ICCM began with 11 students but this had declined to six by end of the first semester. Enrollment grew to 27 at the beginning of second term 2000/01 and to 66 for the first semester 2001/2002. The enrollment for second semester 2003/4 was 84 and the first semester of 2006/7 it escalated to 125 students.

==Undergraduate program==
ICCM offers a four-year Bachelor of Arts in Theology program that aims to build strong Biblical foundation of faith. It has four major areas to choose from: Ministry, Education, Outreach, and Worship/Music.

==Faculty==
ICCM faculty members are from Christian churches and seminaries abroad, mostly from the US, Australia, the United Kingdom, Brazil, Mexico, Papua New Guinea, Pakistan and India. Some are authors of Christian books and commentaries. Each of them has either an earned doctoral degree or expertise in their respective disciplines.

==Academic scholarship==
A grant for academic scholarship is available to those students who excel in academics and exemplify good moral character.
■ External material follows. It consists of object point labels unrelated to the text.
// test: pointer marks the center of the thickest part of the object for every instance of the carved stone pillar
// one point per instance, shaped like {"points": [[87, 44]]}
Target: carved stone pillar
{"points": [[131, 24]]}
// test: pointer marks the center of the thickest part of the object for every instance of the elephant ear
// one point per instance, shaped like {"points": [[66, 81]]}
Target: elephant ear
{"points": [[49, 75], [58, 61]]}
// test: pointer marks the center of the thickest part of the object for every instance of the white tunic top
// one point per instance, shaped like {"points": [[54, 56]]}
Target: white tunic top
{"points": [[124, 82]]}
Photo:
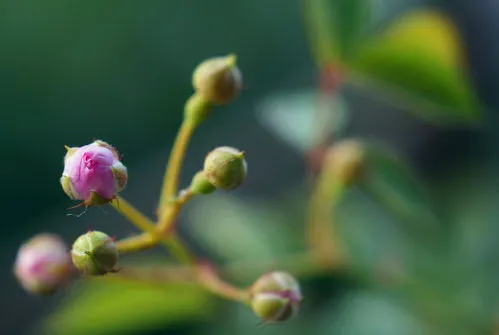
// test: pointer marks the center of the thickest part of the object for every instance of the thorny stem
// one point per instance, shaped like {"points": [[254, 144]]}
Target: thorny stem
{"points": [[173, 168]]}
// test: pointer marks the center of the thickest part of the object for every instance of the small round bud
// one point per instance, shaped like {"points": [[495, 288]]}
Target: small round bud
{"points": [[275, 297], [225, 168], [201, 185], [218, 80], [196, 109], [43, 264], [95, 253], [93, 173]]}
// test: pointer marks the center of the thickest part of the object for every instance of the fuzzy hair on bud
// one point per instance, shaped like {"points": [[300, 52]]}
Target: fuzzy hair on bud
{"points": [[95, 253], [43, 264], [93, 173]]}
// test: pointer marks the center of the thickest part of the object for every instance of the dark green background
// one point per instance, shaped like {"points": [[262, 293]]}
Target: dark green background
{"points": [[120, 71]]}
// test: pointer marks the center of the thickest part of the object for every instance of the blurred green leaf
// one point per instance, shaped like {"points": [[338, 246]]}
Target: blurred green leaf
{"points": [[303, 118], [420, 58], [379, 315], [336, 27], [240, 230], [391, 182], [119, 307]]}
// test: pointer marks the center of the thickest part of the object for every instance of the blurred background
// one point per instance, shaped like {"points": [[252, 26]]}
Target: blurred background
{"points": [[120, 71]]}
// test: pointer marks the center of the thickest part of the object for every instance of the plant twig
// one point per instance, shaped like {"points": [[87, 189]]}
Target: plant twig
{"points": [[149, 238], [173, 168]]}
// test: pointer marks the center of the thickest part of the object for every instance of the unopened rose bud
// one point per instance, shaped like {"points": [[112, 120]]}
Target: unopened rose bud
{"points": [[93, 173], [201, 185], [218, 80], [275, 297], [225, 168], [43, 264], [95, 253]]}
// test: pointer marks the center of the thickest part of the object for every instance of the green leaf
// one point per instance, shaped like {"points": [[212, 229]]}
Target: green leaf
{"points": [[419, 58], [379, 315], [106, 306], [336, 27], [391, 183], [303, 118], [239, 230]]}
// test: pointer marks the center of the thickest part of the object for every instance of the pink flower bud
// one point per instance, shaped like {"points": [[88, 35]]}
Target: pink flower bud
{"points": [[93, 173], [43, 264]]}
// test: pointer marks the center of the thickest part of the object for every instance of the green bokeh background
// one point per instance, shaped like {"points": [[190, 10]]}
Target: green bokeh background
{"points": [[71, 72]]}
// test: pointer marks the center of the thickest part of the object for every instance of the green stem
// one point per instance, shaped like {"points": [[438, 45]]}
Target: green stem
{"points": [[301, 265], [173, 168], [168, 217], [150, 237], [323, 238]]}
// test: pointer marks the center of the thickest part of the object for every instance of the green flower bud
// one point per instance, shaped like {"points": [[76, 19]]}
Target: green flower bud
{"points": [[201, 185], [196, 109], [94, 253], [225, 168], [218, 80], [275, 297]]}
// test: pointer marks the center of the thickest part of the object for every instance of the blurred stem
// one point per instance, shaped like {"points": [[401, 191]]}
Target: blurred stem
{"points": [[301, 265], [166, 222], [323, 239], [150, 237], [174, 166], [209, 278]]}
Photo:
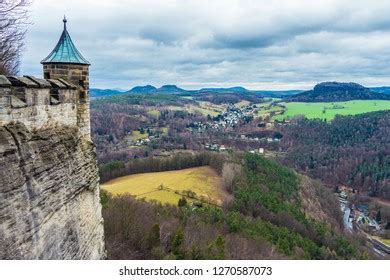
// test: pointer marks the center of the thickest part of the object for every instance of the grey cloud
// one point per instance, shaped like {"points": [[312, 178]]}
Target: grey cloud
{"points": [[196, 43]]}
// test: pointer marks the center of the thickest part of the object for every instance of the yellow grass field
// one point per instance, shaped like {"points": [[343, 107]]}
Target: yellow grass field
{"points": [[168, 186]]}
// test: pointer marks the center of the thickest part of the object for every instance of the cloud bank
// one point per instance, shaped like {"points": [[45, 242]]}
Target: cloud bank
{"points": [[260, 44]]}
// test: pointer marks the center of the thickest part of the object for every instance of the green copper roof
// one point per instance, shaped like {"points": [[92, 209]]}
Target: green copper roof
{"points": [[65, 51]]}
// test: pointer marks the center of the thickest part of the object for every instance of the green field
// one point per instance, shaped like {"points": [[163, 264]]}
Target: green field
{"points": [[329, 110], [169, 186]]}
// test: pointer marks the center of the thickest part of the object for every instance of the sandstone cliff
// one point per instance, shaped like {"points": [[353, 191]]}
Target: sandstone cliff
{"points": [[49, 195]]}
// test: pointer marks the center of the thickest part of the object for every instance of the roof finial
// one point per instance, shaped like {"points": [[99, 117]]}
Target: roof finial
{"points": [[65, 21]]}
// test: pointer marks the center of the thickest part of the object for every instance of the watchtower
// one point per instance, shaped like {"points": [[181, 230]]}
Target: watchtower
{"points": [[66, 62]]}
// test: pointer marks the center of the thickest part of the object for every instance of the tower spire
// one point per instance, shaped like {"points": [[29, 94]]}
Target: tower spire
{"points": [[65, 21]]}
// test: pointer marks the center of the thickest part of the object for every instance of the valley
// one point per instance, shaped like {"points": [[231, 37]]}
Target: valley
{"points": [[179, 151]]}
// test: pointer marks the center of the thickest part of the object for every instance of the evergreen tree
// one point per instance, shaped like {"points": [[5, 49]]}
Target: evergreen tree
{"points": [[182, 202]]}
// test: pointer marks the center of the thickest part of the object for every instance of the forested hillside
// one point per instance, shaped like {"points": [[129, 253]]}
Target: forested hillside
{"points": [[266, 219], [350, 150]]}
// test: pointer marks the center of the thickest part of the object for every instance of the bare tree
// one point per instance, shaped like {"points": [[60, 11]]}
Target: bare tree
{"points": [[13, 22]]}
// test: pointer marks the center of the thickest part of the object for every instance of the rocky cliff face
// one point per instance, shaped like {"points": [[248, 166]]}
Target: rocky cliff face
{"points": [[49, 193]]}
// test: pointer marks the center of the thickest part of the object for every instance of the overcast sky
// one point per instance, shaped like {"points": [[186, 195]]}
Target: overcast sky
{"points": [[263, 44]]}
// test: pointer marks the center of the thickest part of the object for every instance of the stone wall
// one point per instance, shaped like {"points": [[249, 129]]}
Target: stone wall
{"points": [[49, 193], [37, 103], [76, 74], [49, 182]]}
==Working student program==
Students are assigned to work alongside the staff inside the campus. Life skills are being developed among students under the work program. Work is available in places like the library, kitchen, canteen, ground and building. Working students are provided with remuneration to defray partially or totally the cost of their studies at ICCM.

==Facilities==
New building work has been done to remodel existing buildings for the library, computer laboratory, chapel, four classrooms, dining hall, faculty and staff housing, and other facilities. Now, these facilities can conveniently accommodate over 100 students.

As a boarding school, students are generally obliged to live in campus dormitories managed by dorm managers.